During this month we have attended the cancellation, by a Court of Madrid, of the mortgages of 40 banks and boxes for containing “abusive” and “little transparent” ground clauses. This situation is no longer completely unknown, since in 2013 the Supreme Court annulled these same limits. Now what does this situation mean? What is really a ground clause? Who can claim if your mortgage contains this type of clause? How much money has to be returned? Let’s see it in parts.

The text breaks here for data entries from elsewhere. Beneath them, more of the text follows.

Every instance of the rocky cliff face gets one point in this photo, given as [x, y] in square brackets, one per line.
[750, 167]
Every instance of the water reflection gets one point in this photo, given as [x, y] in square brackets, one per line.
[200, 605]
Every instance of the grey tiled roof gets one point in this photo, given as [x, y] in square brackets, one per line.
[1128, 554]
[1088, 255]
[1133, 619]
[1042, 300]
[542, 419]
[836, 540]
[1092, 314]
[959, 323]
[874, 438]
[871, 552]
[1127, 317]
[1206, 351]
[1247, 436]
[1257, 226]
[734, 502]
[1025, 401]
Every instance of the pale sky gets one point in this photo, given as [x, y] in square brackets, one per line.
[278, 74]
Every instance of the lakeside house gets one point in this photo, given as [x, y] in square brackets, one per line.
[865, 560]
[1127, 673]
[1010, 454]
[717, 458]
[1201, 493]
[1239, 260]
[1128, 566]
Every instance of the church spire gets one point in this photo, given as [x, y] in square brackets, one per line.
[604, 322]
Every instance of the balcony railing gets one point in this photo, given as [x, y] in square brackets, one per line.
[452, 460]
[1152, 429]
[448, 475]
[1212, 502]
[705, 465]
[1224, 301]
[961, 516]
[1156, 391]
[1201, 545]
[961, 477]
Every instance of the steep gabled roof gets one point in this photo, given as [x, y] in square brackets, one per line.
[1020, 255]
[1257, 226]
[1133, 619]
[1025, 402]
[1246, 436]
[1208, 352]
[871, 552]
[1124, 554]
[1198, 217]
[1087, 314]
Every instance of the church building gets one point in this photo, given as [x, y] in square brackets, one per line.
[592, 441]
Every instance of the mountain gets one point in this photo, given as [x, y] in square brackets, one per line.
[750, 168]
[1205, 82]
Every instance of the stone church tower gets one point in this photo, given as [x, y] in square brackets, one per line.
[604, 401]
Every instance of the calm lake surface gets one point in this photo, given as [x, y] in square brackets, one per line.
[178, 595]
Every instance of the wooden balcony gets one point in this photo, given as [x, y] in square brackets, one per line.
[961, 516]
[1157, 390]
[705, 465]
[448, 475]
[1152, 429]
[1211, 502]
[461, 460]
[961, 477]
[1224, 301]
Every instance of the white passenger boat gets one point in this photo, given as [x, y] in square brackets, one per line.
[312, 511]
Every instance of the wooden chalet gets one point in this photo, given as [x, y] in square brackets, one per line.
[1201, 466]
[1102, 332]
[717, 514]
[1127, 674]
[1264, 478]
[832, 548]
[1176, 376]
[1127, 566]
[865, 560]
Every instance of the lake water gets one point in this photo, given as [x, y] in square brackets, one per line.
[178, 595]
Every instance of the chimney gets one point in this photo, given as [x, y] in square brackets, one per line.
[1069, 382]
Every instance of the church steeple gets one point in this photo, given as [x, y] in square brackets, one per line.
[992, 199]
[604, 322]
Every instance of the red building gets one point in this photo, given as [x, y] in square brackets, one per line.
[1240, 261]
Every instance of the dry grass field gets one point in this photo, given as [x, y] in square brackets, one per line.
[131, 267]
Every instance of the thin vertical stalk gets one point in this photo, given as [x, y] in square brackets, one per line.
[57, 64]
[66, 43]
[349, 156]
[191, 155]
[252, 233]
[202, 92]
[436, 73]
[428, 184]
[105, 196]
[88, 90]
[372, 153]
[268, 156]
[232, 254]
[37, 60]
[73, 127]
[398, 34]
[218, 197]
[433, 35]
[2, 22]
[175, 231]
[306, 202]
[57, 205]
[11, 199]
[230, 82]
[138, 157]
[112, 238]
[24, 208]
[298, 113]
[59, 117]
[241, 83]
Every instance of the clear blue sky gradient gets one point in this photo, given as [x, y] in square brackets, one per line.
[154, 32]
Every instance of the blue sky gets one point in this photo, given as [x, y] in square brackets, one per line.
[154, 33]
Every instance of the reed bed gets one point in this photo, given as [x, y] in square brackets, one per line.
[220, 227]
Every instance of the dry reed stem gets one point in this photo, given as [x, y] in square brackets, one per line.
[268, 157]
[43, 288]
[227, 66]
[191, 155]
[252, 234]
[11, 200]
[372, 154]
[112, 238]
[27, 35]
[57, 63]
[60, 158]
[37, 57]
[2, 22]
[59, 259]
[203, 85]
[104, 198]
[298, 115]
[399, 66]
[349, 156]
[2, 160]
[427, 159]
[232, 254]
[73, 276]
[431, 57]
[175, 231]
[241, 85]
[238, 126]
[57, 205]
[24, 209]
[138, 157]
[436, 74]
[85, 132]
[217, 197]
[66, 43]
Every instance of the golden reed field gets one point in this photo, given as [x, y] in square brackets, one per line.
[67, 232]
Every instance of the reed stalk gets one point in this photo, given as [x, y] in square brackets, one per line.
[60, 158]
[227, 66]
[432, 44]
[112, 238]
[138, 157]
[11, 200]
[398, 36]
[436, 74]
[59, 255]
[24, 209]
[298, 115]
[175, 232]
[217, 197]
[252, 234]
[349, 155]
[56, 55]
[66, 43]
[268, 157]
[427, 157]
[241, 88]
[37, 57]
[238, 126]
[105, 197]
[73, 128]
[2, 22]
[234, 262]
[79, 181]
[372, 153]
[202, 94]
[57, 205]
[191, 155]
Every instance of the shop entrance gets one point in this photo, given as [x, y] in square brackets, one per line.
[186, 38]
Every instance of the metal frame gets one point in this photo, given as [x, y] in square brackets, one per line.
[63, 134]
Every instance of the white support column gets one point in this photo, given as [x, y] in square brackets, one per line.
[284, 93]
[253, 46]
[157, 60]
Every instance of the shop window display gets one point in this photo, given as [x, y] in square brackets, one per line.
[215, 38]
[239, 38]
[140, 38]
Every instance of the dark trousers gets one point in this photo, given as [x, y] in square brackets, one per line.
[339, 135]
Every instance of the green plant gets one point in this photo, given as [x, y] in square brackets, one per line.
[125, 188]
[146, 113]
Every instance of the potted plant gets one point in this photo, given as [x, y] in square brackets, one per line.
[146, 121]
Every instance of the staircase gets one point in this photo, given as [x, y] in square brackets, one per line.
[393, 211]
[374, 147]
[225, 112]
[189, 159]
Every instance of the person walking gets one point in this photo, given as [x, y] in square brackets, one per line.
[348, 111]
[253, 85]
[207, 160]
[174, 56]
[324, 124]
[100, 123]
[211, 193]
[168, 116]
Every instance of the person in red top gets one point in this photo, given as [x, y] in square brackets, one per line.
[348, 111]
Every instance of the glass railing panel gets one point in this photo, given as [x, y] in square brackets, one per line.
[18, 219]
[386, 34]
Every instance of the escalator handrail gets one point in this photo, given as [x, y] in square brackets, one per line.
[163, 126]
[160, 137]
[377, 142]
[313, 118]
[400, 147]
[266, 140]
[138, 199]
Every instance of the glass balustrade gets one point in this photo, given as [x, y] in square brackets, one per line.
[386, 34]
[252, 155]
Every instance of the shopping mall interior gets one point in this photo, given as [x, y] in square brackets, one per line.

The ground clauses are born by the type of mortgages that exist in Spain. Most Spanish mortgages are subject to Euribor, that is, at the average interest rate paid by one bank to another to lend money. This interest rate is calculated from the data provided by the 24 main European banks and varies depending on the term to which the money is lent. You can talk like that about Euribor a week, a month or a year. The one-year Euribor is the one that is usually used as a reference to mortgages. The fluctuation of this type of interest is constant. Well, when they grant a loan, they demand a refund of the Euribor to which a differential is added. Thus, for example, if your mortgage is a loan to Euribor +2, it means that you will have to pay the bank the Euribor + two extra points.
To avoid constant fluctuations in the Euribor affecting the mortgage positively or negatively, in many of them the floor and ceiling clauses began to be included, according to which interest would not grow if the Euribor increased above (ceiling) and some ceilings under the which interests could never be reduced (ground).
How have these ground clauses affected?
As of 2008, the Euribor skyrocketed, exceeding 5%, which meant a criminal rise in many mortgages. Unfortunately, the ceiling clause was practically not applied because it was established on average by a 13% rise. That is, that the mortgages that would have had Euribor + 2 would have begun to pay 7%, still far from 13% of the ceiling clauses.
As of 2009, the situation was completely reversed: the Euribor plummeted, reaching 1%, but the Spaniards did not see their quotas fall. The reason? That the limitations were set at 3%, a very easy percentage to reach compared to that 13% of the ceiling practically impossible.
When thousands of mortgaged people verified that their mortgages were not going down, people began to become aware of the existence of the floor and ceiling clauses in their mortgages and of the abusive differences between them. In this way the complaints began and those affected began to be grouped through offices and associations.
In 2013, the Supreme Court declared null and void the clauses of the “not very transparent” contracts of several entities, until April 2016, where the last sentence declared null and void all the clauses of the mortgages, which affected 40 entities and savings banks, thanks to the macro demand of 15,000 affected people organized through Adicae.
Do you still have ground clause?
As a result of all these demands, there are many financial institutions that have negotiated at a particular level with their clients to eliminate this section of their mortgages, but there are still many individuals who still have not resolved this issue.
Adicae has been very sharp in this regard and has recommended to all those affected to stop paying these percentages immediately and to go to their banks to request their cancellation.
In addition, although the judgment affects the banks and entities in which the 15,000 claimants were located (a total of 41), all those affected by these clauses will be able to take advantage of the decision.